タップユーザー会に600人 観光論文の表彰式も


2023年度タップユーザー会

 ホテル旅館を中心とする総合エンジニアリング会社のタップ(東京都江東区、林悦男会長兼社長)は11月27日、同社ホテルシステムのユーザーを主な対象者とした「2023年度タップユーザー会」を帝国ホテル東京で開いた。約600人が出席した。

 林会長は同社の現況について「創業36年で、従業員数は350人、外国籍社員比率は26%。1600軒・26万室で当社のPMS(ホテルシステム)をご利用いただいている」と報告。

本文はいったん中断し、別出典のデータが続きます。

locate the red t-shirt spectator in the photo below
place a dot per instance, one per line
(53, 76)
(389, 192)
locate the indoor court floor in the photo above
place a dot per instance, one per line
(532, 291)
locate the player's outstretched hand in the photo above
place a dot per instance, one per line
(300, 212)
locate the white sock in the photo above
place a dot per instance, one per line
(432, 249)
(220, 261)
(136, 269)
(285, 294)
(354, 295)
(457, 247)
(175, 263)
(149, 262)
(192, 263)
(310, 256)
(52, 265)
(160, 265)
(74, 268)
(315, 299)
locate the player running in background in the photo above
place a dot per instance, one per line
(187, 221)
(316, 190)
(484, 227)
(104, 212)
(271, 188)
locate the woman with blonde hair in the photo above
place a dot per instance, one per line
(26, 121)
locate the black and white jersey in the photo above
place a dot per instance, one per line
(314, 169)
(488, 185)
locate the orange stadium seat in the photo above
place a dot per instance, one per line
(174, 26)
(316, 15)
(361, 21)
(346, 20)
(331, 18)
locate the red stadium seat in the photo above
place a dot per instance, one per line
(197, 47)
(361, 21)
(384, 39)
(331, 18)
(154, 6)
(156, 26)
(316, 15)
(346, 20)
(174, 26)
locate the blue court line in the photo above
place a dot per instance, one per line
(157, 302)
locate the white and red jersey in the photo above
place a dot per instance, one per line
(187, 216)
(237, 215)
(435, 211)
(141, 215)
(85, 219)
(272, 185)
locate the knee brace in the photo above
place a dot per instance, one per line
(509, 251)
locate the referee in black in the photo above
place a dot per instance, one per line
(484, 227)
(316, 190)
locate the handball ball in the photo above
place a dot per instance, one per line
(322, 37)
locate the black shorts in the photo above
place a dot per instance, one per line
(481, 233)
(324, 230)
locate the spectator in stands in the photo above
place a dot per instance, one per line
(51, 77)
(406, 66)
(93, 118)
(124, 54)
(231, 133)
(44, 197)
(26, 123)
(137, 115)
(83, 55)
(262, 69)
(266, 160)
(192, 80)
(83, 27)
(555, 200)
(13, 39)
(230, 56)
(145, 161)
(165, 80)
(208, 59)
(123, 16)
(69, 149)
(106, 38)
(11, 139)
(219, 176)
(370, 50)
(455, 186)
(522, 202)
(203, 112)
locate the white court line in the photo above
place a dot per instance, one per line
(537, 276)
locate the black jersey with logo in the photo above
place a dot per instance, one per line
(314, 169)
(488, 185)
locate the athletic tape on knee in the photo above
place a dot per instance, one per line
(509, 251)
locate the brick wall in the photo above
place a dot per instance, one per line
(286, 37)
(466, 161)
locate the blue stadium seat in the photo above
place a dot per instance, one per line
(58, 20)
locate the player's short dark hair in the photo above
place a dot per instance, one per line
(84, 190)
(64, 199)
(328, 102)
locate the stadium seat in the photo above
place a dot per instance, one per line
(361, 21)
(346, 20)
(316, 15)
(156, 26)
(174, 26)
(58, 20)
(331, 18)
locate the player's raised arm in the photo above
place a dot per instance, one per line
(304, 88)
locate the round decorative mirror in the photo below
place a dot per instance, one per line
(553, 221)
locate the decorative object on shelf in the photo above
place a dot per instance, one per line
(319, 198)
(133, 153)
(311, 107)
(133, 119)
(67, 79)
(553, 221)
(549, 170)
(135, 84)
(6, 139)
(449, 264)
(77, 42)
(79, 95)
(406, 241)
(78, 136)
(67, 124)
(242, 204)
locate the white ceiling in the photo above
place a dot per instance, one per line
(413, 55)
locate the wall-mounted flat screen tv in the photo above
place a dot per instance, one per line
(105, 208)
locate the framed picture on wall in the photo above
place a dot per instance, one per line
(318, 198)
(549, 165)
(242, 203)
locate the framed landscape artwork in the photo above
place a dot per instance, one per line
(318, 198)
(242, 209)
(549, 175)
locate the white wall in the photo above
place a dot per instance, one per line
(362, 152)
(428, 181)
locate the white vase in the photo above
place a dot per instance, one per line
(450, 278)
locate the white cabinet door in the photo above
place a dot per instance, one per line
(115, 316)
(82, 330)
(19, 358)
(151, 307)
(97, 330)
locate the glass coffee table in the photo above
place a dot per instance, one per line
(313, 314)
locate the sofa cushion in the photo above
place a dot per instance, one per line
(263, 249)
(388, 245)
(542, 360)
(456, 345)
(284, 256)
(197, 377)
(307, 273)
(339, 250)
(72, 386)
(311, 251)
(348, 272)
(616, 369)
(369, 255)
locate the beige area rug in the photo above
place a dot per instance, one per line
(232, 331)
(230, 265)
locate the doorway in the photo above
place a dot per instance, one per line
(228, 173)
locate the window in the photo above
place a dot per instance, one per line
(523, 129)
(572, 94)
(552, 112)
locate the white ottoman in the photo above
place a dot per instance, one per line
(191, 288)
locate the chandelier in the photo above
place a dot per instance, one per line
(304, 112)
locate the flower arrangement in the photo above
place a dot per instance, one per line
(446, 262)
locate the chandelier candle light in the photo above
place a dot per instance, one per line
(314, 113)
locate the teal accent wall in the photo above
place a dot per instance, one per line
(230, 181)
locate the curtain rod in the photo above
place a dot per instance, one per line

今後の展開については「現在のPMSはホテルスタッフが操作しているB2Bシステムだが、スマホなどからゲストが操作するB2Cシステムの時代が間もなく到来する。システムを操作する全ての人の体験価値向上を目指していく」と説明した。続けて「ユーザー数を拡大することで低コスト化をさらに進める。その利益は最先端のシステム投資に振り分けることで、ユーザーの皆さまに還元する」と宣言した。


2023年度タップユーザー会

 基調講演では、インバウンドコンサルティング会社、やまとごころの村山慶輔社長が「今後の観光・宿泊産業の持続可能性を考える」で登壇。昨今の訪日客の変化について「日本初心者が増加している。訪日客は多様化しており、特に欧米、中東からのゲストに対する対応力が重要となってくる。初来日客にはやはりゴールデンルートが人気だ」と指摘した。宿泊事業者が今後とるべき対応については「改めてターゲットを考えることが必要。インバウンドはブームではなくトレンドだが、インバウンド一本足打法はリスクとなる。経済的なメリットだけでなく、文化・伝統の継承の意義なども考慮してほしい」と指南した。

 当日は、観光論文コンテスト「第16回タップアワード」の表彰式も実施した。最優秀作品として、工学院大学建築学部まちづくり学科卒業の望月雄登氏の「観光ルートにインセンティブを付与するアプリの提案―観光客分布の最適化とオーバーツーリズムの緩和―」が「奨励賞」を受賞。望月氏は、壇上で論文内容についてのプレゼンテーションも行った。